Claudette and Sally numbered their murderers and began to put together a dossier on each one and their abilities and characteristics. The Entity didn't seem to mind them pilfering corn husks and fluff and turning it into paper. Nor did it miss a few charcoal burned sticks. Claudette reasoned that it either didn't understand what they were doing or did not view them as a threat. She would take it. Claudette was used to being underestimated.
They were starting to make a name for themselves, though. Escaping dozens and dozens of times in a row did that. Claudette shied away from all the attention and let Sally take the brunt of it. Sally was good with people. It was part of her job in another life and it seemed the trials she'd been through only honed it. The good part of all this was that they were finally getting through to their compatriots.
Sally didn't mind using a cliche. "One for all, and all for one," she would say at campfire gatherings.
Things were going really well.
Until they weren't.
Claudette tried many times to pinpoint when it all started to go wrong. In the end, she decided that The Entity simply wasn't happy with its returns. She imagined it took a lot of energy to put on these elaborate events and with most people living The Entity wasn't really getting anything out of it.
It started small: one round where no chests appeared. Then that became a regular thing. They ran out of healing supplies before they knew it, but they developed new tactics and made do. Claudette told herself that this would pass.
Then Sally disappeared.
It wasn't unusual not to see her for a round or three, but they always ended up together again. Not so, anymore.
Claudette tried her best, tried to rally people like Sally would but she wasn't and would never be Sally. And there were so many new people.
It seemed she and Sally were all but forgotten almost immediately and people started dying in droves again. The chests returned, though, and confirmed Claudette's hypothesis. A small victory but a victory nonetheless.

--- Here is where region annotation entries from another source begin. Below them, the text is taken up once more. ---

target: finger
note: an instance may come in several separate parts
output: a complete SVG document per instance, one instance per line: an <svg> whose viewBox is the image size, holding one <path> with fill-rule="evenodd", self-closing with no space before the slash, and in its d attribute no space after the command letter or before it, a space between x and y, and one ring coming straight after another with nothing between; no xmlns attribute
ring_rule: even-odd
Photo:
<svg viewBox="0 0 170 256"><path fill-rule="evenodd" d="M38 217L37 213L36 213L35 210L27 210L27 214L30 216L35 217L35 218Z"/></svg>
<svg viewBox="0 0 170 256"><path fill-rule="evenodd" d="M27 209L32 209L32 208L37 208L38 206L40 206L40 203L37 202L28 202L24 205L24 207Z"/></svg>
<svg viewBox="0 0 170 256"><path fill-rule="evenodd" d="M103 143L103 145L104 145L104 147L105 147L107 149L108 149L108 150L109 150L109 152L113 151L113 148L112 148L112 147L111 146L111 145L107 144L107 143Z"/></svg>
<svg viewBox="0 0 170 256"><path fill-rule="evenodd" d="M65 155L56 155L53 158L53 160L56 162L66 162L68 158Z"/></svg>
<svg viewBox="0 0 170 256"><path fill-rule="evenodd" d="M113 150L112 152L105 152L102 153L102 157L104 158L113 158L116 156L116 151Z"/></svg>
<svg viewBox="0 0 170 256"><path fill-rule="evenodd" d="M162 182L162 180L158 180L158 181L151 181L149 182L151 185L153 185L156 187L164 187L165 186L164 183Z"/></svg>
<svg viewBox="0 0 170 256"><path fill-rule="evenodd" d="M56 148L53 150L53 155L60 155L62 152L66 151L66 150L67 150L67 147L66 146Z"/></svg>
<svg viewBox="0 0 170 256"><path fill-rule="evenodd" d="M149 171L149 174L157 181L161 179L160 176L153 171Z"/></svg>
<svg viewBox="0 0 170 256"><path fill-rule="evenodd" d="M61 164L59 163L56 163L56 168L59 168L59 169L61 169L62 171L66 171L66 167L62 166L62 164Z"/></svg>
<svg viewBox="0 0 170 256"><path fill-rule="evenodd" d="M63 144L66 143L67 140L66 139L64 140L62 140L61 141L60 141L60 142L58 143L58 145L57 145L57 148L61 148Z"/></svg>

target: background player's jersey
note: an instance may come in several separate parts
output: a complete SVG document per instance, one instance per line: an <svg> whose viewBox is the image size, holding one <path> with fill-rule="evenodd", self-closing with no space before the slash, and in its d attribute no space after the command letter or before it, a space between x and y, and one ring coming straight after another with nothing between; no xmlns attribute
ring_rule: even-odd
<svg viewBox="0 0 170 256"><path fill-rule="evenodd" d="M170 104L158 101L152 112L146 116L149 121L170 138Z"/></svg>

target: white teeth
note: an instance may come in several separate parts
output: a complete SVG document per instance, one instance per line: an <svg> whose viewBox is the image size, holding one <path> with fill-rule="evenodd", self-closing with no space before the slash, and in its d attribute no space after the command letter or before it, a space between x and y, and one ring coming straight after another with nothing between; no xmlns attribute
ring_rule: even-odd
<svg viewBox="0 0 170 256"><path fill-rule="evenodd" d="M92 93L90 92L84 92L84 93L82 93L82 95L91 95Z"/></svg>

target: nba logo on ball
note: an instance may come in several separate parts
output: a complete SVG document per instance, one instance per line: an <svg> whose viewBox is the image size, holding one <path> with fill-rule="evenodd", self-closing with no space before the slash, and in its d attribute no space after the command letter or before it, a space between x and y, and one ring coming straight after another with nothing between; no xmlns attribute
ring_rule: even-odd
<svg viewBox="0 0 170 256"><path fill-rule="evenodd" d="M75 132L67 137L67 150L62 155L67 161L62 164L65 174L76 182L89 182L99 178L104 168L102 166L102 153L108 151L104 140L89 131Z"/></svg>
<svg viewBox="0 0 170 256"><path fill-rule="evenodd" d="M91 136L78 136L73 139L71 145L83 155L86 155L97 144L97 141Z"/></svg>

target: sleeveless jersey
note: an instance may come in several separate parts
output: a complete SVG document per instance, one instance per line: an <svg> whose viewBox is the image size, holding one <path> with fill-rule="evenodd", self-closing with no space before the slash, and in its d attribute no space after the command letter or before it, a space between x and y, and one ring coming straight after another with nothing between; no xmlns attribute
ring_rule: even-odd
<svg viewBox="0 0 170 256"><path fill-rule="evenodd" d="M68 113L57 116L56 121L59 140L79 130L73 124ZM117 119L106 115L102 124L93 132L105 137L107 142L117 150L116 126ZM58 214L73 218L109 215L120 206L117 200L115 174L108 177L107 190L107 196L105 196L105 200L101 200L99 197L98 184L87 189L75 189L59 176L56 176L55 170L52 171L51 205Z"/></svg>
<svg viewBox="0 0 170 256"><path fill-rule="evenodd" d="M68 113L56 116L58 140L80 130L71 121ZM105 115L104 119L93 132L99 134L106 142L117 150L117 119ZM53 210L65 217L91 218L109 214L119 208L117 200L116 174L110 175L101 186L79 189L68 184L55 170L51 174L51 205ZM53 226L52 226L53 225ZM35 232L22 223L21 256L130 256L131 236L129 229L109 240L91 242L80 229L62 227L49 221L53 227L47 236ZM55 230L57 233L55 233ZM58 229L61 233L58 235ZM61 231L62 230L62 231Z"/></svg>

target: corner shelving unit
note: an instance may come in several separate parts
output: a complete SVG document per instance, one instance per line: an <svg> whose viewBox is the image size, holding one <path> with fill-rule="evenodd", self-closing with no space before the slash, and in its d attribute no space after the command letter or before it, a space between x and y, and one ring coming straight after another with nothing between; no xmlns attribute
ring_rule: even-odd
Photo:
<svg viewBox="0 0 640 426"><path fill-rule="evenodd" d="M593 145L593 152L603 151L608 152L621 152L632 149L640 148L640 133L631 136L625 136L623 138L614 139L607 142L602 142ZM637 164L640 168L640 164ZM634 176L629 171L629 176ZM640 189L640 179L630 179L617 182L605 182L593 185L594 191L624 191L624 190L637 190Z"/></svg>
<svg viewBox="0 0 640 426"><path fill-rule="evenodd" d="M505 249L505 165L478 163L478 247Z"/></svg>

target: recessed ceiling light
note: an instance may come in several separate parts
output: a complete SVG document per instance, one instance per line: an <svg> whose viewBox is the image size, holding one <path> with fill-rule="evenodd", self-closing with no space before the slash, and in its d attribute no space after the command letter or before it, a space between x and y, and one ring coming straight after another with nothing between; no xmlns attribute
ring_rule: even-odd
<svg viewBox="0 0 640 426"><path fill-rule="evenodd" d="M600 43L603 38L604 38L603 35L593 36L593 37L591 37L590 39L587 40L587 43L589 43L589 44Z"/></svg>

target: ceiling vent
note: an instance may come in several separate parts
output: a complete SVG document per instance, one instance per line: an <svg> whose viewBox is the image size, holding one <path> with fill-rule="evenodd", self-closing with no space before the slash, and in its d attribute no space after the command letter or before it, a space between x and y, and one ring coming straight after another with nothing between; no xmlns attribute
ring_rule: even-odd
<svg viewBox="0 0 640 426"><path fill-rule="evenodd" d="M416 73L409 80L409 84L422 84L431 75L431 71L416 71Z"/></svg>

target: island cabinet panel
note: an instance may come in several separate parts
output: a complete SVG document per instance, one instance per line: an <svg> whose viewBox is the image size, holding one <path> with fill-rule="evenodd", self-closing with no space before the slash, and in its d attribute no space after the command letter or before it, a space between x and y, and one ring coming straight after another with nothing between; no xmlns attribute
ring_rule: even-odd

Claudette had always been a strong person in her own way. Now, her mission kept her occupied, gave her hope. Until, one-hundred and seventy two matches later, she finally saw Sally again.
Claudette could never be sure what gave it away. She didn't have a face, after all. But there was something familiar in the way The Nurse breathed and the way she moved, the way she lovingly put Claudette back up on the hook she'd first taken her down from so long ago.
Claudette died and their notebook vanished into The Entity's maw. Because it knew now. It had gotten to Sally and it knew their plans.